Application of plasma modified multi-wall carbon nanotubes to ethanol vapor detection

Abstract

The purified multi-wall carbon nanotubes (MWCNTs) obtained by a nitric acid (4N) treatment after a chemical vapor deposition were treated by oxygen or fluorine plasma for surface modification. The plasma modified MWCNTs were manufactured by microwave plasma enhanced chemical vapor deposition, and were developed as novel gas sensor materials. In gas-sensing tests, the MWCNT-based gas sensors have shown a p-type response with resistance enhancement upon exposure to 50–500 ppm ethanol at room temperature.
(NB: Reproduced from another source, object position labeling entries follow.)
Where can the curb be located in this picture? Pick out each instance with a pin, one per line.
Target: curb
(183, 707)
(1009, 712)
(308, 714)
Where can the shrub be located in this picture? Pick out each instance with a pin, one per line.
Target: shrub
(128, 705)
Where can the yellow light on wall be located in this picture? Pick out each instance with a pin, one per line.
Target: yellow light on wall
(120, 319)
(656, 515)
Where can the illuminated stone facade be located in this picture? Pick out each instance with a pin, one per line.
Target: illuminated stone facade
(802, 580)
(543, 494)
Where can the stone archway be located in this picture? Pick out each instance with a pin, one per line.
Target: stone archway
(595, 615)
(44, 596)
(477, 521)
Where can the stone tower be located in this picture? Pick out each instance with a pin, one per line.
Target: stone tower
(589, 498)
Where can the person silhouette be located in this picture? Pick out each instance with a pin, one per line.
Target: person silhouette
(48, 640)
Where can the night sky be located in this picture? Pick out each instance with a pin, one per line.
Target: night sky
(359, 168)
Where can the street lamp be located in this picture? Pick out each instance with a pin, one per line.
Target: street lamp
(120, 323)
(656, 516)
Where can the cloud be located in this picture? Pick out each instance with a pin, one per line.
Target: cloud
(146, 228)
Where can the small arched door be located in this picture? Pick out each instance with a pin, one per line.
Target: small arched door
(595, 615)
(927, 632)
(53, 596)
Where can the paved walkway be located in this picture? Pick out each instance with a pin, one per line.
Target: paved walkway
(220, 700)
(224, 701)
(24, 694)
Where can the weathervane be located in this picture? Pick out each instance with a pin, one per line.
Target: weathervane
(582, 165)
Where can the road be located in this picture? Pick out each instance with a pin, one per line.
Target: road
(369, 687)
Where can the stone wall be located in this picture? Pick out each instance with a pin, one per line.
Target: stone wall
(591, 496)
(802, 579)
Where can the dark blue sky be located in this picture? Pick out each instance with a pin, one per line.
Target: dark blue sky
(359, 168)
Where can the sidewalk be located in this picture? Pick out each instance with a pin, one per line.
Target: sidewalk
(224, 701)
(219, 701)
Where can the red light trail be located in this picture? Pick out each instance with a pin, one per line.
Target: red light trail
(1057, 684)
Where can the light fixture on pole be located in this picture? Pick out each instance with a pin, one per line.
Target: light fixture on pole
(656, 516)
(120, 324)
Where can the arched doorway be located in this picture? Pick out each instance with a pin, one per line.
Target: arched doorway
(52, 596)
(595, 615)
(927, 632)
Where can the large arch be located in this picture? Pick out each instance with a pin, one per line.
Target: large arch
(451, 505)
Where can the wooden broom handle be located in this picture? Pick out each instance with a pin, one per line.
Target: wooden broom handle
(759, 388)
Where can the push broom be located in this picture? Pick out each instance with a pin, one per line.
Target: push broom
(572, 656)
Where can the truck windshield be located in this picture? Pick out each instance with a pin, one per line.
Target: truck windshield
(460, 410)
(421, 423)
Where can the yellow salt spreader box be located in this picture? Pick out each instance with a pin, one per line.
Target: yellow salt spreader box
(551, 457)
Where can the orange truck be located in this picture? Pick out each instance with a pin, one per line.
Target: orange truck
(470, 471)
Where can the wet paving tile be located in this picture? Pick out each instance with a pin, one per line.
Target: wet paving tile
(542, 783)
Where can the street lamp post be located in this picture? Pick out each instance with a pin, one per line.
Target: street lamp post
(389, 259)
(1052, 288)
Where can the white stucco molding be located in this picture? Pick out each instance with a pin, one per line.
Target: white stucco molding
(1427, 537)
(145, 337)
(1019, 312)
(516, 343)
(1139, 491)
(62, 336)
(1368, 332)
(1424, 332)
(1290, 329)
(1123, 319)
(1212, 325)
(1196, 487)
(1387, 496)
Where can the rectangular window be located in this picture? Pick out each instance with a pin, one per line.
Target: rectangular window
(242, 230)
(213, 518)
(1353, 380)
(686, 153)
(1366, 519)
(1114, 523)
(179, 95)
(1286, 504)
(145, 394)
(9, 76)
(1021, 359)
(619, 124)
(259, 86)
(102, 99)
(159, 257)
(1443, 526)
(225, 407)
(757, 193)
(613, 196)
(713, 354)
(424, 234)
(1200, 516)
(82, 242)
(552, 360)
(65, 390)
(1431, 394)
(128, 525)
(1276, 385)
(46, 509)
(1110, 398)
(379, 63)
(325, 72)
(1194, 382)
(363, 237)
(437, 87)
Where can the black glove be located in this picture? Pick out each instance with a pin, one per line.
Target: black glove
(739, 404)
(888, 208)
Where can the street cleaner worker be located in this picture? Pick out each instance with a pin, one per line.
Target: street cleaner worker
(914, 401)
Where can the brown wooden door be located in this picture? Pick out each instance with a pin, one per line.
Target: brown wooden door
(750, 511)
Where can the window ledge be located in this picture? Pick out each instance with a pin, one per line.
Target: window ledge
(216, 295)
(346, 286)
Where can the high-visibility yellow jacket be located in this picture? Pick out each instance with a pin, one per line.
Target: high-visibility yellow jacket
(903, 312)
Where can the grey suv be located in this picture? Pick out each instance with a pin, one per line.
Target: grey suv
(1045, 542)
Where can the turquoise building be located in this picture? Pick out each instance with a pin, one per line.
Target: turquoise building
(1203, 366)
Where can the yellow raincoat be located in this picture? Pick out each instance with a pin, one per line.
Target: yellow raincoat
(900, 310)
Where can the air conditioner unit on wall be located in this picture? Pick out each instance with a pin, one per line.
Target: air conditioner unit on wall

Oxygen plasma modification can increase the sensor response from 1.03 to 1.16 on process duration of 30 s due to the apparent elimination of amorphous carbon, as demonstrated by Raman results. However, oxygen plasma modification has no effective assistance in decreasing the response and recovery time. By applying fluorine plasma modification, the sensor response increases from 1.03 to 1.13 on process duration of 60 s, but the response and recovery time can decrease apparently from 225 to 95 s and 452 to 227 s due to the existence of numerous fluorine-included functional groups, as demonstrated by the results of X-ray photoelectron spectroscopy. The sensitivity increases three more times (from 0.0003 to 0.0011) and the linear range of measurement can also extend. Therefore, the plasma modified MWCNTs can elevate the sensitivity and reactivity for room temperature ethanol sensing, especially fluorinated MWCNTs.